Updating RFC 5890-5893 (IDNA 2008) to Full Standard

Thu Nov 8 16:26:51 CET 2012

Folks, this is not a discussion I can have in a thoughtful way
this week so, while there are a few comments below, I won't be
able respond to this thread any more until late next week.

--On Thursday, 08 November, 2012 10:05 +0100 Anne van Kesteren
<annevk at annevk.nl> wrote:

> On Thu, Nov 8, 2012 at 6:45 AM, "Martin J. Dürst"
> <duerst at it.aoyama.ac.jp> wrote:
>> By chance, I found the reference that I was referring to
>> again: http://annevankesteren.nl/2012/09/idna2008
> 
> I'm not sure what Internet Explorer does, but of the other
> browsers only Opera implements IDNA2008 (and does not do it
> per the recommendations of UTS #46, and is probably
> incompatible with deployed content and needs to change).

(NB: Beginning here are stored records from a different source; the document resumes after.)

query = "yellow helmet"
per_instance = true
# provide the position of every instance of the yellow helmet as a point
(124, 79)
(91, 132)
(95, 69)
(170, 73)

See the response I just sent to Martin about UTR 46 and note
that is _not_ part of IDNA2008.  What may be more relevant than
what the browsers are or are not doing is that several
registries are eliminating labels that are not
IDNA2008-conformant either at renewal time or earlier.  So, if
"content" contains non-conformant strings, there is a rising
danger of non-resolution regardless of what browsers do.

> The main problem with IDNA2008 is that it makes a large corpus
> of domain strings effectively undefined, since it does not
> define pre-processing between e.g. finding an domain string in
> a page and applying the relevant algorithms and does not
> forbid such an algorithm either. In particular
> http://tools.ietf.org/html/rfc5891#section-5.2 is very
> handwavy whereas IDNA2003 is perfectly clear.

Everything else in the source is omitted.